2. The hybrid prosthetic hand for an amputee of claim 1, wherein said harness is in communication with the shoulder of the amputee.

3. The hybrid prosthetic hand for an amputee of claim 1, wherein said harness is in communication with the elbow of the amputee.

4. The hybrid prosthetic hand for an amputee of claim 1, wherein said at least one electric motor in in communication with said mechanical fingers.

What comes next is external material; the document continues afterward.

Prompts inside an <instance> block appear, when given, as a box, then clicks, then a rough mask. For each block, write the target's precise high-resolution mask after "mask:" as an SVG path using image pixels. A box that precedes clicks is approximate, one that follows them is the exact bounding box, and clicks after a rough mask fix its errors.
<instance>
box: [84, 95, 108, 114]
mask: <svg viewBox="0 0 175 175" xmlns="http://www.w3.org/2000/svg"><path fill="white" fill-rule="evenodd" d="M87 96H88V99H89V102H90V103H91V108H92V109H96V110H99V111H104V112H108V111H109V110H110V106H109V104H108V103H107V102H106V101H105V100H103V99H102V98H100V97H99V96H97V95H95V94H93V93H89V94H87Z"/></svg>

5. The hybrid prosthetic hand for an amputee of claim 1, further comprising:

a motion intend stage;

a model mapping stage;

a motion control stage;

a force control stage;

wherein said motion intend stage, said model mapping stage, said motion control stage, and said force control stage are regulated by said microcontroller;

wherein said motion control stage and said force control stage are configured to determine the extent to which said mechanical fingers move; and

wherein said motion control stage and said force control stage are configured to determine the extent of force applied to said mechanical fingers.

6. The hybrid prosthetic hand for an amputee of claim 5, wherein lateral movement of said harness and said mechanical fingers is achieved via instructions from said hierarchical controller and said mechanical controller.